Michelle: Every impact investing fund or product must define its financial and impact goals and operate accordingly. There is no single answer or approach to this issue, and I have worked on a spectrum of financial solutions that address different impact gaps. For example:
KawiSafi Ventures
KawiSafi Ventures invests in distributed energy in East Africa to expand access to clean energy, with a focus on improving the lives of people living in poverty. Its portfolio companies are typically late venture to early growth stage, having proven a viable market and seeking to scale up. The fund is committed to achieving positive financial returns but has some flexibility in its target returns to allow for reaching low-income populations. Its path to scale relies on proving that the portfolio can reach profitability and achieve positive returns for investors, while continuing to build and support the financial innovation ecosystem in the region.
New York Green Bank
NY Green Bank is a state-sponsored specialized fund that invests in New York State’s clean energy markets, including projects supporting building decarbonization, clean transportation, energy storage, solar, and other sustainable infrastructure. NY Green Bank’s role is to set a precedent for debt financing projects with certain risk elements that the broader lending market is not yet comfortable with. As a result, it sets terms at commercial rates to help activate the private market. An exception is its Community Decarbonization Fund, which offers concessional financing to mission-driven investors to finance greenhouse gas-reducing projects that benefit historically disadvantaged communities (DACs).
Yana: How do you stay resilient in the face of slow progress in your social impact goals?
Michelle: Doing hard things requires a strong perspective and support. For me, the impact of my work is vitally important, and that is what energizes and motivates me. The opportunity to visit a customer or end-user benefiting from our investment and seeing the impact in action – whether that’s a bio-digester improving operations, health, and environmental outcomes on a farm in East Africa, or community solar extending clean energy benefits to more areas in NYS. I also treasure and benefit from the professional community of investors, founders, and other supporters who bring their talent and passion to this work in the face of great challenges. It is an inspiring group of people who pick each other up after setbacks, push each other forward toward the next milestone, and keep a focus on driving excellence and impact.
About Michelle Michelle Haigh Osorio is an impact investor with a track record of delivering strong financial performance alongside business-aligned social and environmental outcomes for organizations, including KawiSafi Ventures, Conduit Capital Partners, Goldman Sachs & Co., and SJF Ventures. She drives value across fund leadership roles, fostering a collaborative team culture while enhancing organizational effectiveness in dynamic, multicultural environments.
Michelle is currently on the investments team at New York Green Bank, a state-sponsored specialized fund that invests in New York State’s clean energy markets, including projects supporting building decarbonization, clean transportation, energy storage, solar, and other sustainable infrastructure.

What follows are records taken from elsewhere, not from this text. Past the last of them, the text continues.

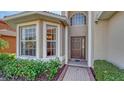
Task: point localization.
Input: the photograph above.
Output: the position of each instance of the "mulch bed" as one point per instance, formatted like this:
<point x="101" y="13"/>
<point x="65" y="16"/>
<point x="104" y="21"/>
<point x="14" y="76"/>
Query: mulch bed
<point x="93" y="73"/>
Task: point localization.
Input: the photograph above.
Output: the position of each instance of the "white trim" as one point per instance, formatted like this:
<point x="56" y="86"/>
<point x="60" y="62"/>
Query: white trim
<point x="22" y="14"/>
<point x="17" y="42"/>
<point x="90" y="39"/>
<point x="18" y="37"/>
<point x="76" y="13"/>
<point x="66" y="45"/>
<point x="45" y="41"/>
<point x="38" y="39"/>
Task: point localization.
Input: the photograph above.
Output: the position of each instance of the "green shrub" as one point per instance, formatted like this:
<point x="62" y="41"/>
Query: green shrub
<point x="7" y="57"/>
<point x="107" y="71"/>
<point x="52" y="68"/>
<point x="24" y="69"/>
<point x="30" y="69"/>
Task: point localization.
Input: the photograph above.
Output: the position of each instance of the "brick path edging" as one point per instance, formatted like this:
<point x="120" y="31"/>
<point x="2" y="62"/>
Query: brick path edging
<point x="90" y="74"/>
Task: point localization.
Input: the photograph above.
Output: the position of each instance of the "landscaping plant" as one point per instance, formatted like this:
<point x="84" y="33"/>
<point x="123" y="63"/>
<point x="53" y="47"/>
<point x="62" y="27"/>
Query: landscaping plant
<point x="29" y="69"/>
<point x="105" y="70"/>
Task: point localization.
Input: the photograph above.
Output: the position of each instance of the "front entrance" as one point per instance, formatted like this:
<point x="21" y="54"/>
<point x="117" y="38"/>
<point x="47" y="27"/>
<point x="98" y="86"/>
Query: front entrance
<point x="78" y="47"/>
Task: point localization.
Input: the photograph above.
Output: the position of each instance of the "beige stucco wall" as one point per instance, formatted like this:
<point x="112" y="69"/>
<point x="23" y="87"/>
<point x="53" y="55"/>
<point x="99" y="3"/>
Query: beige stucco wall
<point x="100" y="40"/>
<point x="108" y="40"/>
<point x="116" y="39"/>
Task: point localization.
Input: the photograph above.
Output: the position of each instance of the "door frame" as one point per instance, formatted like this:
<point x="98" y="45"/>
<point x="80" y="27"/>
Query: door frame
<point x="82" y="56"/>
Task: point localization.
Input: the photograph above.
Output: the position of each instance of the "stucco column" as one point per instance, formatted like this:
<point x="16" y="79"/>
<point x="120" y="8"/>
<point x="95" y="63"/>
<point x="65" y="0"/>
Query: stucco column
<point x="44" y="40"/>
<point x="66" y="45"/>
<point x="90" y="40"/>
<point x="17" y="42"/>
<point x="38" y="40"/>
<point x="59" y="41"/>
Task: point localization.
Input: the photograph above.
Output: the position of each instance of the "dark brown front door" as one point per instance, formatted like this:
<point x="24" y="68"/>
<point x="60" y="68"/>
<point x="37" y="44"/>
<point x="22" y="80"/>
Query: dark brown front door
<point x="77" y="47"/>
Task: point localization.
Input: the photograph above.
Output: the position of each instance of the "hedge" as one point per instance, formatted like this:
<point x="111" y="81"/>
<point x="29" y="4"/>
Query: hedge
<point x="106" y="71"/>
<point x="21" y="69"/>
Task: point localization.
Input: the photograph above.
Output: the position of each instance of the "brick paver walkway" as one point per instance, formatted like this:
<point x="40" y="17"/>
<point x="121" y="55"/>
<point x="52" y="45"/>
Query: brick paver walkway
<point x="76" y="74"/>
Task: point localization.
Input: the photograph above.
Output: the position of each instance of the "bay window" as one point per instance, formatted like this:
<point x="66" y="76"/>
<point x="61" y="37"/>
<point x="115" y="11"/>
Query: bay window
<point x="51" y="40"/>
<point x="28" y="40"/>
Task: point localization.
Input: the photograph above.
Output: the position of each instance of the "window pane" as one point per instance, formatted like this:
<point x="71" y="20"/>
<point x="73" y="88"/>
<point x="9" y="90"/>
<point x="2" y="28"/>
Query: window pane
<point x="78" y="19"/>
<point x="28" y="41"/>
<point x="51" y="40"/>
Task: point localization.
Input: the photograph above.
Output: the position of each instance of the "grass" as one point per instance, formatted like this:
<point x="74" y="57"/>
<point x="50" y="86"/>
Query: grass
<point x="106" y="71"/>
<point x="20" y="69"/>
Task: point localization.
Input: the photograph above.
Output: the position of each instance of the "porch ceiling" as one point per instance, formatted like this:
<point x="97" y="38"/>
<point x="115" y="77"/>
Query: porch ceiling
<point x="105" y="15"/>
<point x="30" y="16"/>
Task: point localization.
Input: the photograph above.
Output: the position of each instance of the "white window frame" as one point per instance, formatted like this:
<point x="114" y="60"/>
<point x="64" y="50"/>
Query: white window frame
<point x="45" y="42"/>
<point x="52" y="41"/>
<point x="20" y="40"/>
<point x="37" y="23"/>
<point x="77" y="19"/>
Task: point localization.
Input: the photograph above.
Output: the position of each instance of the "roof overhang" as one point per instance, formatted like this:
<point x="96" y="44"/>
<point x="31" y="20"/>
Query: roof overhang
<point x="34" y="15"/>
<point x="105" y="15"/>
<point x="7" y="32"/>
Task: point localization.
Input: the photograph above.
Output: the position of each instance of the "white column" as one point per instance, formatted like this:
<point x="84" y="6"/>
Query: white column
<point x="59" y="42"/>
<point x="90" y="47"/>
<point x="66" y="45"/>
<point x="44" y="40"/>
<point x="38" y="40"/>
<point x="17" y="42"/>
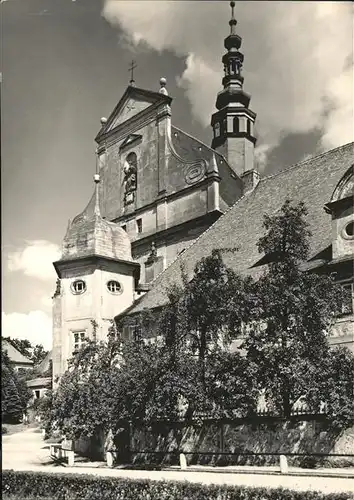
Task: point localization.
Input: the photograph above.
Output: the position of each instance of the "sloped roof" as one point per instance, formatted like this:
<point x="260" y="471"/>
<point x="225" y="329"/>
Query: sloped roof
<point x="39" y="382"/>
<point x="89" y="234"/>
<point x="312" y="182"/>
<point x="44" y="365"/>
<point x="14" y="355"/>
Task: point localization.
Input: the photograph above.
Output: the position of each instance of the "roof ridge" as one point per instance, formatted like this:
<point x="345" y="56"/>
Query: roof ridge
<point x="203" y="143"/>
<point x="198" y="140"/>
<point x="290" y="167"/>
<point x="205" y="232"/>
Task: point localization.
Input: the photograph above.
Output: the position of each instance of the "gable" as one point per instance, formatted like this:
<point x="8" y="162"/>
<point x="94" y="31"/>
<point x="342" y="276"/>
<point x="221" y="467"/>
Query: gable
<point x="132" y="103"/>
<point x="131" y="107"/>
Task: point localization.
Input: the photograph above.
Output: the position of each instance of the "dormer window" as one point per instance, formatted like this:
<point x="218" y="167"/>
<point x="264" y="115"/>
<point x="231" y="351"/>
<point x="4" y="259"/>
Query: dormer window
<point x="78" y="287"/>
<point x="217" y="129"/>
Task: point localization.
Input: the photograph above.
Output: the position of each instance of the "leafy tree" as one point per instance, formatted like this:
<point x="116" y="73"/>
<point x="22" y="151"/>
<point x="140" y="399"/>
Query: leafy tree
<point x="38" y="354"/>
<point x="334" y="387"/>
<point x="22" y="345"/>
<point x="291" y="313"/>
<point x="14" y="392"/>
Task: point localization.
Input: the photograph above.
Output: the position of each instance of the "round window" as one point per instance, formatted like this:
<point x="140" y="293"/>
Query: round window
<point x="349" y="230"/>
<point x="114" y="286"/>
<point x="78" y="286"/>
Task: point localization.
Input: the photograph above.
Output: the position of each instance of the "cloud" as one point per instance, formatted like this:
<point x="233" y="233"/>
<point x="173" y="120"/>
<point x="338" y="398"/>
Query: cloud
<point x="298" y="59"/>
<point x="35" y="259"/>
<point x="36" y="326"/>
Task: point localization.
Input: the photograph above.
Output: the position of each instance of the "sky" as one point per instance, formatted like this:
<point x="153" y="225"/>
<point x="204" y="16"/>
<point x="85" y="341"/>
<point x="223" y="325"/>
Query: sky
<point x="65" y="65"/>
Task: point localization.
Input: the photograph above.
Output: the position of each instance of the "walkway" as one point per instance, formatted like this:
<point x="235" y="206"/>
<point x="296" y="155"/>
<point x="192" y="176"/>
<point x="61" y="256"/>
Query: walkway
<point x="27" y="451"/>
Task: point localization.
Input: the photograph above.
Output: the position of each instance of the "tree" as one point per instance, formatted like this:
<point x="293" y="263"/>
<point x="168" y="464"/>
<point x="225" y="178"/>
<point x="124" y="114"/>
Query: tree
<point x="35" y="353"/>
<point x="14" y="392"/>
<point x="292" y="312"/>
<point x="38" y="354"/>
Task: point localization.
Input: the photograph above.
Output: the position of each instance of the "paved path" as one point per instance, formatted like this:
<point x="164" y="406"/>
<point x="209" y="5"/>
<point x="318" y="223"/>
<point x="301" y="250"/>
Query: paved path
<point x="27" y="451"/>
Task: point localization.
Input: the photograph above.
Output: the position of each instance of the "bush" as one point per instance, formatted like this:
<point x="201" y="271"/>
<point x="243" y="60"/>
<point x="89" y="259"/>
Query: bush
<point x="37" y="485"/>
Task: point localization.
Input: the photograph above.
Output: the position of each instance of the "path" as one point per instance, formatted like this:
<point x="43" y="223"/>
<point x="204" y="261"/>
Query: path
<point x="27" y="451"/>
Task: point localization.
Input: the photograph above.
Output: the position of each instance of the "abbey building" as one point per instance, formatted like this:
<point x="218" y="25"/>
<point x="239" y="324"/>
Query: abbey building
<point x="163" y="198"/>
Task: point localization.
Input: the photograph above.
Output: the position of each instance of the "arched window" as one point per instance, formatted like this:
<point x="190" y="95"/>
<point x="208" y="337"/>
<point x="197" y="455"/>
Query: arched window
<point x="130" y="171"/>
<point x="249" y="127"/>
<point x="217" y="129"/>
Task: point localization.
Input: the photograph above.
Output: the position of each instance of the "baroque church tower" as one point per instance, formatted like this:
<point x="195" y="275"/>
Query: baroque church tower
<point x="96" y="278"/>
<point x="233" y="123"/>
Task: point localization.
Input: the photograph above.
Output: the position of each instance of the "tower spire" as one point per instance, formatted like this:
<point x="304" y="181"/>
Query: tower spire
<point x="97" y="193"/>
<point x="233" y="122"/>
<point x="232" y="21"/>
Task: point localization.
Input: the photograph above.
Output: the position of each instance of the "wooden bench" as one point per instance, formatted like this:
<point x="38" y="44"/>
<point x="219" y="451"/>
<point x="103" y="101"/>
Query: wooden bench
<point x="59" y="451"/>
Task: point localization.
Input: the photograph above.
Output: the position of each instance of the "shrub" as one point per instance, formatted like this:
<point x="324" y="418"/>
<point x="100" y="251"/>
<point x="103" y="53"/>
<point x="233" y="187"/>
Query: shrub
<point x="37" y="485"/>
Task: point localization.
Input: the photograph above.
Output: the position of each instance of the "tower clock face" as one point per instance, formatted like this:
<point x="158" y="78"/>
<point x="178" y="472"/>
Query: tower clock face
<point x="114" y="287"/>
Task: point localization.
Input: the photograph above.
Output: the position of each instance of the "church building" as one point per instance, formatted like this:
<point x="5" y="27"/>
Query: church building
<point x="163" y="198"/>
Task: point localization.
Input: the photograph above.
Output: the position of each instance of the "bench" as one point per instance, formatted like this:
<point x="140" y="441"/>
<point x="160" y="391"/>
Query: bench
<point x="59" y="451"/>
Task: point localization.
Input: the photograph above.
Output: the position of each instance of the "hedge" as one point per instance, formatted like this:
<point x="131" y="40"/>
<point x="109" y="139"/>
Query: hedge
<point x="39" y="485"/>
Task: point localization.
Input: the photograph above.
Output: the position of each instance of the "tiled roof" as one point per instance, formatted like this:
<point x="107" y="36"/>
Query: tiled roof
<point x="191" y="148"/>
<point x="312" y="182"/>
<point x="39" y="382"/>
<point x="15" y="356"/>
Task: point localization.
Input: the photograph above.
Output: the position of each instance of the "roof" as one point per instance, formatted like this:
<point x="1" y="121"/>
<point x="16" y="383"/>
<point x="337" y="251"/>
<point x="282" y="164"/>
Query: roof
<point x="44" y="365"/>
<point x="14" y="355"/>
<point x="39" y="382"/>
<point x="89" y="234"/>
<point x="312" y="182"/>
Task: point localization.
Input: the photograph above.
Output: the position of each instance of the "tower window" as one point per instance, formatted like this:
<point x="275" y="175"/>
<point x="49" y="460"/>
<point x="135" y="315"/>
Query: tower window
<point x="217" y="129"/>
<point x="139" y="225"/>
<point x="248" y="127"/>
<point x="349" y="230"/>
<point x="78" y="287"/>
<point x="114" y="286"/>
<point x="347" y="304"/>
<point x="79" y="339"/>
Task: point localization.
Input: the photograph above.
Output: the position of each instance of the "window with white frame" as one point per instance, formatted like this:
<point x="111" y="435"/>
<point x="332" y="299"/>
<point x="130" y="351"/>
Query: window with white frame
<point x="347" y="303"/>
<point x="78" y="287"/>
<point x="79" y="339"/>
<point x="114" y="286"/>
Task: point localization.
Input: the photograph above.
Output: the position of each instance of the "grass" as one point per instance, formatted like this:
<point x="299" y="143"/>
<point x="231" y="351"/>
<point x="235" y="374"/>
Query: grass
<point x="20" y="497"/>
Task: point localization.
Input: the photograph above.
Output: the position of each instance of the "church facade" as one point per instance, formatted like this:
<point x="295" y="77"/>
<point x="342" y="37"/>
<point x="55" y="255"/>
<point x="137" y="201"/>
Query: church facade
<point x="163" y="198"/>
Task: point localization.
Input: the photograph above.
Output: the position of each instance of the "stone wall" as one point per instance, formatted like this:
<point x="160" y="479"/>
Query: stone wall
<point x="211" y="441"/>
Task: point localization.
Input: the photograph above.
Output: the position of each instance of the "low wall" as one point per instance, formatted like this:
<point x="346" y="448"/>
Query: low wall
<point x="232" y="442"/>
<point x="243" y="442"/>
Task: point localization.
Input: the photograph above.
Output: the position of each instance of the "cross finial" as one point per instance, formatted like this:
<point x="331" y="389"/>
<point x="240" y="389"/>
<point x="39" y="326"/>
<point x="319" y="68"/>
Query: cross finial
<point x="131" y="69"/>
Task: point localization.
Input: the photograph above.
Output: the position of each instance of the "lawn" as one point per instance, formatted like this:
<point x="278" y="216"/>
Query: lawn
<point x="14" y="428"/>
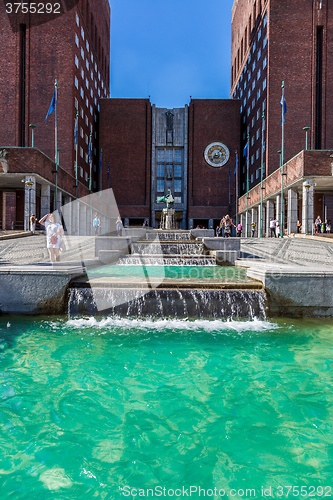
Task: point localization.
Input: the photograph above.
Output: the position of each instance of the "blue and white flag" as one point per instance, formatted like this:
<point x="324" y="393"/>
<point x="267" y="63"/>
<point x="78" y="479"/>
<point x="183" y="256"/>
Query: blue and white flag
<point x="246" y="150"/>
<point x="284" y="107"/>
<point x="263" y="133"/>
<point x="76" y="128"/>
<point x="52" y="105"/>
<point x="89" y="151"/>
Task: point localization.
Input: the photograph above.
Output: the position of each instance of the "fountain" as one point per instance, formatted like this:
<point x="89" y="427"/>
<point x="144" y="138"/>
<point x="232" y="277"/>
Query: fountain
<point x="149" y="280"/>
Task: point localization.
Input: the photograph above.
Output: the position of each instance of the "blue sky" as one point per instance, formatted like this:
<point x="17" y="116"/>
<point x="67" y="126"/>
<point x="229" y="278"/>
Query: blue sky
<point x="170" y="50"/>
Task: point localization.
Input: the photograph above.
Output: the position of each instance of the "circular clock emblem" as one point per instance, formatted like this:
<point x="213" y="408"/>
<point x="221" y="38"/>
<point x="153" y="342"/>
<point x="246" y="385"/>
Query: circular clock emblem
<point x="216" y="154"/>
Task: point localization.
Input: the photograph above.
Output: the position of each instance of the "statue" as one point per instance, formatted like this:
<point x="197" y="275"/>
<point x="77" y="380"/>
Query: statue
<point x="168" y="199"/>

Previously, Michelle invested in emerging markets private equity for over 15 years, including backing high-impact climate ventures in East Africa while at KawiSafi Ventures, as well as renewable power projects in Latin America while at Conduit Capital Partners and the Carlyle Group. She previously worked in the Public Sector & Infrastructure Banking group at Goldman, Sachs & Co. and started her career at SJF Ventures, a leading impact VC fund.
Michelle holds an MBA from the Wharton School of the University of Pennsylvania and a BS in Economics from the University of Pittsburgh. She lives in New York City and is a mom of two fantastic children.